Spassig geht es weiter durch einen gelungenen Auftritt. Ob das kurzweilige, hauptsächlich auf Geschwindigkeit ausgelegte Drumsolo, das humoristische «Die Sonne Scheint» oder die orchestrierten Publikumsaktivitäten bei «Auf Und Nieder» (in die Knie gehen) und «Du Kleiner Wicht» (enormer, von Fuchs eingeforderter Pit): Die Apokalyptischen Reiter lassen heute nichts anbrennen. Mit «Volle Kraft» und «Wilde Kinder» schaffen es dann endlich auch noch zwei Songs des aktuellen Albums (Albumreview) ins Set. Wir begeben uns längst auf das Ende zu, als für «Seemann» noch einmal weitere Bühnendeko (ein riesiges Steuer und Neonspritzer-Outfits) hervorgeholt werden. Bei «Nach Der Ebbe» wird dann noch eine Zuschauerin in einem Gummiboot über die Menge geschickt. An einem der folgenden Konzerte soll sich dafür sogar – will man Videos auf Instagram glauben – Equilibrium-Schlagzeuger Hati dafür gemeldet haben. Mit einem hochkarätigen Abschluss, der unter anderem die neue Single «Adler Fliegen» und die Hymne «Reitermania» beinhält, beenden Apo Reiter ein unterhaltsames Set, das viele Besucher und auch das Z7 als wunderbaren Jahresabschluss abstempeln dürften.

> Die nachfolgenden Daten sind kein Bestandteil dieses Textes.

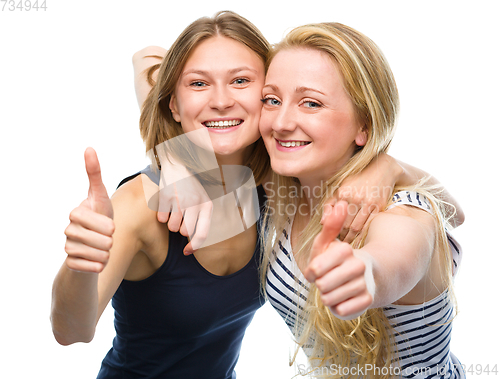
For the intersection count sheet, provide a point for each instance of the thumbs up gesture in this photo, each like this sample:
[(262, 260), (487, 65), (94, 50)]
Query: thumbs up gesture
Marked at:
[(337, 271), (89, 234)]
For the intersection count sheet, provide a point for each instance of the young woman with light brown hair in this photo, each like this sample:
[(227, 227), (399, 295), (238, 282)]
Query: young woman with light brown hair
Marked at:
[(175, 316)]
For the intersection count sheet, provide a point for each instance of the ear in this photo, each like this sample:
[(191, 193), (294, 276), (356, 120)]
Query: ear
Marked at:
[(173, 108), (361, 137)]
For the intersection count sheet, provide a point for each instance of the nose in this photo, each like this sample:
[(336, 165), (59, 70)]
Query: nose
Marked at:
[(222, 98)]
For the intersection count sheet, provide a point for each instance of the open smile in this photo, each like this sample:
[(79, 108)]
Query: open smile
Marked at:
[(222, 124), (289, 145)]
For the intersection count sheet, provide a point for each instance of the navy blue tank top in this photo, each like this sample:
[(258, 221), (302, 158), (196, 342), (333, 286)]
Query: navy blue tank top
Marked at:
[(182, 321)]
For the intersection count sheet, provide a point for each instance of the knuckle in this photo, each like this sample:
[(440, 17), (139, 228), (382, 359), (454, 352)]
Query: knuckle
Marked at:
[(74, 215), (355, 228), (108, 243)]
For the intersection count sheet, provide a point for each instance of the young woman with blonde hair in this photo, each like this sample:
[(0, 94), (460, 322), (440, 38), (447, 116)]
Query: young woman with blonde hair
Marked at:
[(381, 306), (175, 316)]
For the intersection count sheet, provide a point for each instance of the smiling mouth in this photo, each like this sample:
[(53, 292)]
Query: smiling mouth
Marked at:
[(293, 143), (222, 124)]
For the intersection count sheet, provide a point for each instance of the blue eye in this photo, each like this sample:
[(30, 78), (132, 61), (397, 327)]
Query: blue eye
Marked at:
[(241, 81), (197, 84), (312, 104), (270, 101)]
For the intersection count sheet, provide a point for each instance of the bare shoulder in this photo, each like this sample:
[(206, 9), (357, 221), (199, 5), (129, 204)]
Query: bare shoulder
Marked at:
[(406, 214), (130, 204), (404, 220)]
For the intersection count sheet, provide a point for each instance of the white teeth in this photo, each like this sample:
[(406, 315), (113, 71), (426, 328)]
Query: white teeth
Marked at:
[(293, 143), (222, 124)]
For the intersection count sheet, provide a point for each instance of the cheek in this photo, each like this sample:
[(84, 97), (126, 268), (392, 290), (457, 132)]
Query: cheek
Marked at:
[(265, 123)]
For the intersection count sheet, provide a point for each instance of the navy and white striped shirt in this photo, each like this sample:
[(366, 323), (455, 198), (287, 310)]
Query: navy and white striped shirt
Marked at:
[(422, 333)]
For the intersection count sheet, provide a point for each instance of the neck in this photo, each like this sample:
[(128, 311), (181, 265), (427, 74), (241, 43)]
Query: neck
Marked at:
[(238, 158)]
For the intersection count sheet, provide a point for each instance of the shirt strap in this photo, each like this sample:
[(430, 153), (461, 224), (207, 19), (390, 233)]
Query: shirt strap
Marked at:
[(412, 198)]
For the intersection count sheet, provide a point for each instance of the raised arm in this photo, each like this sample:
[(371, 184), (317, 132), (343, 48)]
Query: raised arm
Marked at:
[(142, 61), (395, 259), (99, 253), (369, 191)]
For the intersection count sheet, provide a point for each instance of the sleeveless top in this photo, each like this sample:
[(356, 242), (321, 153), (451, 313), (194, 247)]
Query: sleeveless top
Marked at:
[(422, 332), (182, 321)]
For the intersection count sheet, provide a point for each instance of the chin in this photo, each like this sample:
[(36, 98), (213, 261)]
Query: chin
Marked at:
[(285, 170)]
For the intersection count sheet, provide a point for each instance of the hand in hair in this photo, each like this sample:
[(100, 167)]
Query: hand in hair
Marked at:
[(89, 234), (337, 271)]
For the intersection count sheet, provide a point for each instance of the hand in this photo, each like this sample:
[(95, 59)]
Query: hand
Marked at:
[(89, 234), (186, 208), (367, 194), (338, 273)]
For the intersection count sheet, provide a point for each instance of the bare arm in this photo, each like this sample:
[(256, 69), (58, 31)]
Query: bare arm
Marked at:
[(400, 246), (99, 254), (396, 258), (371, 189), (412, 175), (142, 61)]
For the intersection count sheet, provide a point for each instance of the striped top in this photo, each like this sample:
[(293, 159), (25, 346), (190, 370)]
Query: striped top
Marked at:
[(422, 333)]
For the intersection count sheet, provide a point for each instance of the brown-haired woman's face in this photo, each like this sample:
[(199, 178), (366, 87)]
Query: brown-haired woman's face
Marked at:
[(219, 90)]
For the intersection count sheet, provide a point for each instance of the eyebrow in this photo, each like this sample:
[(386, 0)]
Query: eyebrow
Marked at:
[(301, 89), (231, 72)]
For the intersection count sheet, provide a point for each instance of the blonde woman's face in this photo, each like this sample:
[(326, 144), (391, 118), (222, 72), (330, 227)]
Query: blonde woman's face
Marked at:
[(308, 121), (220, 90)]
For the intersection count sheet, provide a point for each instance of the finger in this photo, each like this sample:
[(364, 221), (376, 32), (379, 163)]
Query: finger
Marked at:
[(96, 186), (87, 237), (352, 211), (335, 255), (347, 291), (357, 224), (83, 265), (189, 221), (339, 274), (329, 203), (353, 307), (164, 207), (202, 229), (331, 228), (163, 216), (91, 220)]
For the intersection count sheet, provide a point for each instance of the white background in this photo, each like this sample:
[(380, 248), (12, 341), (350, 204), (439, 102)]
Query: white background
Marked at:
[(66, 83)]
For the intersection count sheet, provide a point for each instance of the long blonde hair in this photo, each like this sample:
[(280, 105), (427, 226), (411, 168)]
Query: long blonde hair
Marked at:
[(370, 84), (157, 123)]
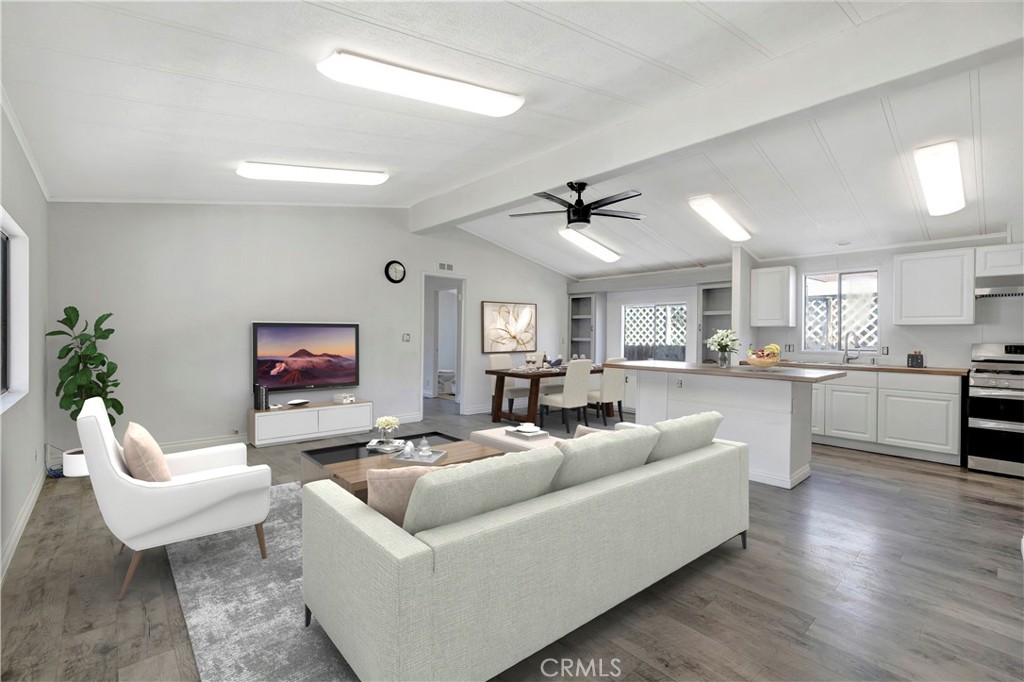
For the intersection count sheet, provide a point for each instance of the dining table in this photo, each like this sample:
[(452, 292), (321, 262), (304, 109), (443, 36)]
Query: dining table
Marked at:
[(535, 376)]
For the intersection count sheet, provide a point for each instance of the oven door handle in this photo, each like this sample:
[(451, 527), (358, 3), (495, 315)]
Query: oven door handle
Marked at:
[(1013, 427), (1000, 393)]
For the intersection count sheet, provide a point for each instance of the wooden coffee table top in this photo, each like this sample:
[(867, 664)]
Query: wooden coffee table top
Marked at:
[(351, 474)]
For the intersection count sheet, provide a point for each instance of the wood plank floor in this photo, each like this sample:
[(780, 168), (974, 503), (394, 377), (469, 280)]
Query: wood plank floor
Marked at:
[(875, 568)]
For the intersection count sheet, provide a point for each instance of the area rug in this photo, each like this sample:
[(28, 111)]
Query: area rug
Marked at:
[(244, 614)]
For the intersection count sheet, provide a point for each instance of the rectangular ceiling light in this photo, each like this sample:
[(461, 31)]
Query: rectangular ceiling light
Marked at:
[(260, 171), (939, 172), (719, 219), (365, 73), (589, 245)]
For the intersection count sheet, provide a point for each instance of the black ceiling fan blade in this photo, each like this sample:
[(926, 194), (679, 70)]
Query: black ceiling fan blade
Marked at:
[(620, 214), (613, 199), (552, 198), (518, 215)]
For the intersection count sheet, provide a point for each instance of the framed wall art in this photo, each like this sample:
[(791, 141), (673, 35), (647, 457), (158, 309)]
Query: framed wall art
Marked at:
[(509, 327)]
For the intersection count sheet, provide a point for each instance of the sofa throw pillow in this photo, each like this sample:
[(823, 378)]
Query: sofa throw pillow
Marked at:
[(599, 456), (388, 491), (143, 457), (587, 430), (454, 494), (683, 434)]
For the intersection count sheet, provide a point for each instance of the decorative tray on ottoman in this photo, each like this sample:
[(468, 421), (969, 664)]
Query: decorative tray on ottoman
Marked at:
[(416, 458)]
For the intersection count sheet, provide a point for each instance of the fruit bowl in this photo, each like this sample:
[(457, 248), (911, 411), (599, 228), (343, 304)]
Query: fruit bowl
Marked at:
[(762, 363)]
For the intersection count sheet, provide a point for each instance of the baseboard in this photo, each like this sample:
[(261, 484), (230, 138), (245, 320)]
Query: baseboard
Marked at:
[(23, 519)]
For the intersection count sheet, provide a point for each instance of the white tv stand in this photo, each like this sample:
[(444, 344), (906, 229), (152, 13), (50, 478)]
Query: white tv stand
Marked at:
[(315, 420)]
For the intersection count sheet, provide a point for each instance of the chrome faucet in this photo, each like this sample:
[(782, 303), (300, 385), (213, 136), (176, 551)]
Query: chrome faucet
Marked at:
[(847, 357)]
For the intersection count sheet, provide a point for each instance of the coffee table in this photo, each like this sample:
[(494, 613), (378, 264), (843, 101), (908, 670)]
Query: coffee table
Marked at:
[(347, 465)]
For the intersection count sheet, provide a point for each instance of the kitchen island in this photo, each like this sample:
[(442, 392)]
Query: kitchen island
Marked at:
[(769, 410)]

Ich persönlich bin während und auch direkt nach dem Auftritt lediglich von der Setlist etwas enttäuscht. Objektiv betrachtet war diese zwar gar nicht so schlecht, doch vermisste ich darauf Titel des neuesten Albums oder auch Songs der härteren Gangart. Ein «Euer Gott Ist Der Tod» hätte sogar beides erfüllt. Dieser Track wäre zudem fast schon erwartbar gewesen, zumal die Reiter am Merchstand ein eigens dafür designtes Shirt verkaufen. Doch Setlists sind immer Geschmacksache und gerade bei Bands wie den Apokalyptischen Reitern, welche verschiedenste Musikrichtungen bedienen, können kaum alle Geschmäcker befriedigt werden. Und abgesehen von diesem Punkt kann man am Konzert wirklich nichts bemängeln!
Setlist – Die Apokalyptischen Reiter
- Friede Sei Mit Dir
- Der Adler
- Es Wird Schlimmer
- Herz In Flammen
- Revolution
- Riders On The Storm
- Drum Solo
- Die Sonne Scheint
- Auf Und Nieder
- Du Kleiner Wicht
- Volle Kraft
- Wir Reiten
- Erhelle Meine Seele
- Wilde Kinder
- Seemann
- Nach Der Ebbe
- We Will Never Die
- Adler Fliegen
- Reitermania
- Die Boten
Das Fanzit – Schrei!nachten 2023
Es war nicht die erste Weihnachtstour der Apokalyptischen Reiter (Schrei!nachten gab es schon 2018 mit Deserted Fear und Cypecore, und auch auf den Eisheiligen Nächten von Subway To Sally haben die Reiter sich schon mehrfach rumgetrieben), und wird hoffentlich auch nicht die letzte sein! Einen gepflegten Abriss in der Altjahreswoche, wie es der heutige einer war, dürfen Fuchs und Co. gerne auch in den kommenden Jahren veranstalten.
Dieser Dienstagabend war schliesslich ein voller Erfolg. Zwar schien es, als wären die meisten Besucher nur wegen einer der beiden Hauptbands angereist. Doch hatten wir die Möglichkeit, Dominum kennenzulernen, und den sehr starken Auftritten von Equilibrium und Apo Reiter sowie der brodelnden Stimmung vor der Bühne nach zu urteilen, hat sich während allen Sets kaum jemand gelangweilt. Spass vom Anfang bis zum Ende!